Genetic Variation
Alleles for 10,709,466 biallelic Single Nucleotide Polymorphisms (SNPs)
scored across 2029 Arabidopsis genotypes were retrieved from publicly
available data (Arouisse et al., 2020). The genotypes used are inbred
lines made homozygous through selfing and single-seed descent, so
allelic states can be coded 0 (homozygous for the reference allele) or 1
(homozygous for the alternative allele) with no heterozygotes.
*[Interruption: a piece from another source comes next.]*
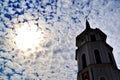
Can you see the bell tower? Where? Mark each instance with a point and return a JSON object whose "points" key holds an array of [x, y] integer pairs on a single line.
{"points": [[94, 56]]}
We
filtered SNP data to remove SNPs with missing call rate >
0.05 and rare variants with minor allele frequency lower than 0.01. SNPs
were then pruned using a window size of 500kb, a variant step count of
100 and a pairwise linkage threshold r2 = 0.1,
retaining 86,760 SNPs. All filtering and pruning were conducted in PLINK
v190b6.10 (Purcell et al., 2007).
Pruned SNPs were used to compute a genetic similarity matrix (GSM; Speed
& Balding, 2015). The GSM is a square matrix with entries that measure
pairwise similarity between individual genotypes. We compared several
methods of constructing GSMs but found they did not affect model
performance and that a GSM rendered individual markers redundant as
predictors (Appendix S2). Since using a precomputed GSM is more
computationally practical than including numerous SNPs for each model
run, we decided to only quantify genetic variation through an
identity-by-state GSM. Identity-by-state was preferred because it can be
computed for any pair of individuals, including novel ones.